Her arrival at court
She very quickly became a favourite of the vicereine, Leonor Carreto, and in this vibrant environment of festivals, ceremony and coquetry Juana shone. This was the first in a series of important relationships with viceroys; It was a later vicereine, the Countess of Paredes, who backed the first publication of Sor Juana's work in Spain (Castalian Inundation, 1689).
The fame of her learning was such that in 1664 the viceroy put her to the test against 40 learned men of the city, whose questions, he later said, she demolished 'like a royal galleon defending itself against a few rowing boats'.
In 1667 Juana made her first attempt to take the veil when she entered the Convent of the Barefoot Carmelites. But she left after only a few months, for this order did not provide the environment she sought, and in 1669 she entered the Convent of Saint Paula of the Order of St Jerome, where she stayed until her death.
Taking the veil
Of her decision to become a nun, Sor Juana said that 'although I knew that this life had many things that were repugnant to my nature… it was less that the abhorrence I felt for marriage'.

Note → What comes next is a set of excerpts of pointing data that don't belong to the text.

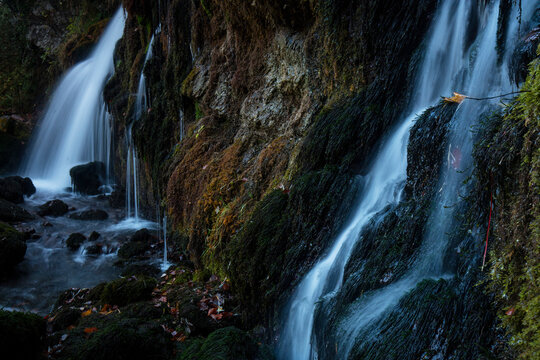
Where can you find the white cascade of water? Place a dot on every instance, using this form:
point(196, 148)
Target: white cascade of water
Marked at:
point(165, 265)
point(141, 105)
point(76, 126)
point(484, 79)
point(131, 179)
point(141, 100)
point(446, 67)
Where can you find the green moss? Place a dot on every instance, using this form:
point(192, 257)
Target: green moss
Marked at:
point(22, 335)
point(117, 339)
point(12, 247)
point(128, 290)
point(509, 160)
point(22, 71)
point(224, 344)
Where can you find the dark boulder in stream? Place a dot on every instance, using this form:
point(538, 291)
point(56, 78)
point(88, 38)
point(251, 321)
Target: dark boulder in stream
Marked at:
point(88, 178)
point(12, 247)
point(138, 245)
point(14, 188)
point(22, 335)
point(53, 208)
point(89, 215)
point(10, 212)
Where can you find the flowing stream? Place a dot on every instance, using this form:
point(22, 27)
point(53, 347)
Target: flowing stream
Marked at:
point(141, 105)
point(76, 127)
point(452, 62)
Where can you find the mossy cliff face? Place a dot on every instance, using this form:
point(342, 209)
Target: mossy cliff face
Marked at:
point(282, 104)
point(509, 166)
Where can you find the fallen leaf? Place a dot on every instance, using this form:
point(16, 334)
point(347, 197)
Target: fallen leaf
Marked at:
point(457, 98)
point(227, 315)
point(90, 330)
point(511, 311)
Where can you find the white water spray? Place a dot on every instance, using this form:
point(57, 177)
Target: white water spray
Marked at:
point(141, 105)
point(76, 127)
point(165, 265)
point(445, 68)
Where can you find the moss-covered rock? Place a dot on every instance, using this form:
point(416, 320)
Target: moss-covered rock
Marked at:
point(128, 290)
point(508, 160)
point(12, 247)
point(117, 339)
point(225, 344)
point(22, 335)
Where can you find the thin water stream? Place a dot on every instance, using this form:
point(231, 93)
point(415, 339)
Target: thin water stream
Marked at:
point(451, 63)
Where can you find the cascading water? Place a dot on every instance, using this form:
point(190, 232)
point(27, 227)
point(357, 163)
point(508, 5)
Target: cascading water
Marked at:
point(131, 179)
point(165, 265)
point(76, 127)
point(141, 101)
point(447, 66)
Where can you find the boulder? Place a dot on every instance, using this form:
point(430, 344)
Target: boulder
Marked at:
point(12, 247)
point(95, 249)
point(53, 208)
point(132, 250)
point(88, 178)
point(128, 290)
point(22, 335)
point(14, 188)
point(94, 236)
point(143, 235)
point(75, 241)
point(138, 245)
point(90, 215)
point(10, 212)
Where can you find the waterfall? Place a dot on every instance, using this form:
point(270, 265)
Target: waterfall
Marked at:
point(141, 101)
point(181, 125)
point(450, 63)
point(165, 265)
point(141, 105)
point(131, 178)
point(76, 126)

In fact, the convent was the only space possible for a woman who wanted to pursue a life of learning and writing, and the Hieronymite Order allowed her a high level of autonomy. Most of her writing, both sacred and secular, and often on commission, dates from her years in the convent.
The relatively lax regime of the Hieronymites allowed her to receive visits, and from behind the convent grille she held what might best be described as 'salons', where she discoursed with the most learned men of the period. It was in this setting that she delivered a brilliant challenge to a famous sermon on the greatest acts of love by Jesus Christ.
Her first publication
She was asked by the Bishop of Puebla to write it, and in 1690 he published it (according to Sor Juana without her consent) as the 'Letter Worthy of the Wisdom of Athena', with a preface in which, using the pseudonym Sor Filotea, he advises her to devote herself to areas of study befitting a nun.
Shaken by what she saw as an act of betrayal, Sor Juana waited three months before she delivered her 'Response of the Poetess to the Most Illustrious Sor Filotea', a virtuoso defence of the right of woman to an intellectual life, deftly matching the autobiographical with a dazzling account of female learning and a defiant decoding of men's (and the Church's) attitudes towards women of letters.
Yet, the 'Response' is also an act of contrition, for she understood that she was answering to the hierarchy of the Church, and that she would soon be forced into silence. It was Sor Juana's last significant work.
Soon after, she gave up her extensive library and renounced her earthly ways. She retook her vows, signing her protestation of faith in blood. And she prepared, and again signed in blood, her death certificate, asking her sisters to fill in the date of the death of 'the worst woman that has ever been, I, the worst in the world'.
She died on April 17 1695 in an outbreak of the plague.